Josh Hartnett's performance is an unhinged turn that would succeed better if the material he was handling was executed with greater stability; instead, teetering around plot holes, narrative contrivances and in a two-dimensional landscape that sees foyers packed with concertgoers during the set, fans lining to by merch midconcert and people seemingly able to disappear into thin air, it's an almost impossible ask. There is an air of discomfort that permeates throughout but it comes not from the rendering of Cooper as an unpredictable, violent man, or Hartnett's horrifyingly disconcerting grin; instead, it's the poor dialogue he is forced to deliver and the unconvincing relationship he shares with his daughter resulting from the poor screenplay they are both contending with.

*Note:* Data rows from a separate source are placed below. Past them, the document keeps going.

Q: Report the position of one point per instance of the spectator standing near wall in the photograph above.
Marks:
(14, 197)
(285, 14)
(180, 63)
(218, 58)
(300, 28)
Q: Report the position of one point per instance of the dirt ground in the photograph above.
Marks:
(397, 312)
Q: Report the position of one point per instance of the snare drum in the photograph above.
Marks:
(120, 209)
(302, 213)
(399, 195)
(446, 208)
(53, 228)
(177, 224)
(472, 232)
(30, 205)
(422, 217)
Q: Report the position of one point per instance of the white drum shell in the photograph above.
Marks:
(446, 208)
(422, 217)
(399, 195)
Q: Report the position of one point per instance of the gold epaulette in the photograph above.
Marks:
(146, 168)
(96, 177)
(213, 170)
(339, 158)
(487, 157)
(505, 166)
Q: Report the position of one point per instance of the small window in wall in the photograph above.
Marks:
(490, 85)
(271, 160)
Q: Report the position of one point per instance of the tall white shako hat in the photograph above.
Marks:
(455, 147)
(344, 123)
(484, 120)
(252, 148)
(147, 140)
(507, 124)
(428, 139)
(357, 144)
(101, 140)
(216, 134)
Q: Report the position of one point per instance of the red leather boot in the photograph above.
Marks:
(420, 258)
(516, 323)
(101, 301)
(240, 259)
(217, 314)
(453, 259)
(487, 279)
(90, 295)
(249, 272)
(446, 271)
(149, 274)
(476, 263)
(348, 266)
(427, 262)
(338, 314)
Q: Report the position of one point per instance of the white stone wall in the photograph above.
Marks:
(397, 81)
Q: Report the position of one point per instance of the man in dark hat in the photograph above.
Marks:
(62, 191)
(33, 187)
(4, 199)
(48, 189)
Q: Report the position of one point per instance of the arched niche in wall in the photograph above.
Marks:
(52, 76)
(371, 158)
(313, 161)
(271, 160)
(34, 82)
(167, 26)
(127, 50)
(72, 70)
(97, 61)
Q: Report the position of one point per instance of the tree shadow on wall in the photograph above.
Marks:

No one comes to an M. Night Shyamalan venture for realism, and they are much more likely to be enticed by the twists and turns promised, but Trap has neither, and not a lot else, either. Ultimately, too goofy and illogical for any entertainment to be drawn from it, Trap is a frustratingly inauthentic experience that fails to boast a suitably foreboding - or even playful - atmosphere. If it was grounded in something that felt remotely tangible, you could suspend your disbelief and perhaps be swept up in the ride - but the endlessly frustrating contrivances and painfully awkward dialogue render it a devastatingly vapid experience devoid of thrills or charm.